The bathroom door is open. Sandy is taking a shower.
Ray is on the divan, still partially dressed. He stirs, rolls over – and shockingly: RAY IS NOW BLACK. But he isn't aware of this yet.
He stands up and stretches.
Sandy comes into the room, a towel wrapped around her, and sees Ray – and immediately screams.
The towel drops, she turns and races back into the bathroom. The lock clicks as she locks the door.
Ray is puzzled.
There's no reply.
“Sandy, what's wrong?”
He turns and across the room catches a glance of himself in a dresser mirror. He freezes.
He moves slowly toward the mirror, hands going to his face, feeling himself, touching the change he sees in himself.
In front of the mirror he stares at his image with confusion and shock. He rubs his skin, hard, fiercely, but nothing changes. He is still very black. He steps back. He crosses the room to the bathroom door.

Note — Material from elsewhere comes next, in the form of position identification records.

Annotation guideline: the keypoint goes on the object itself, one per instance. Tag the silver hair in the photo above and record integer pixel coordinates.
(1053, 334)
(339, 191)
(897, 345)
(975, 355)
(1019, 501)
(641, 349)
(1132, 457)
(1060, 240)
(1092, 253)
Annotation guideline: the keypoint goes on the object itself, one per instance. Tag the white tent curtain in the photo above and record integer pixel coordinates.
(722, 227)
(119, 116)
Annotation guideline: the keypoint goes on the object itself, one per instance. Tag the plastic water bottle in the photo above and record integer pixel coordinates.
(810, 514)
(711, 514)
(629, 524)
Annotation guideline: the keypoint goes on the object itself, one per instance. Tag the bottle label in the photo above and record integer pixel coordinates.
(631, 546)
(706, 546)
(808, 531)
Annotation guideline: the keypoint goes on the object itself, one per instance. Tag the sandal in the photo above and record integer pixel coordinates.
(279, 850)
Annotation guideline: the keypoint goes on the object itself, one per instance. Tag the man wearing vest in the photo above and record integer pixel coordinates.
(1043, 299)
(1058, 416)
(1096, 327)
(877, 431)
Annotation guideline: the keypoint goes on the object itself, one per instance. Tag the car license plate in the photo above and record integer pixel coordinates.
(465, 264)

“Sandy, what happened to me? Who was here last night? Answer me, goddamn it!”
Behind the closed door: “Ray?”
“Of course it's Ray! What happened to me?”
“You sound different.”
“Open the door.”
“I don't understand this.”
“Neither do I. I'm going to give you your clothes. I'll set them on the floor in front of the door. Then I'm going to wait across the room so you can get them. Get dressed and then we'll talk. Will you do that?”
“No funny business.”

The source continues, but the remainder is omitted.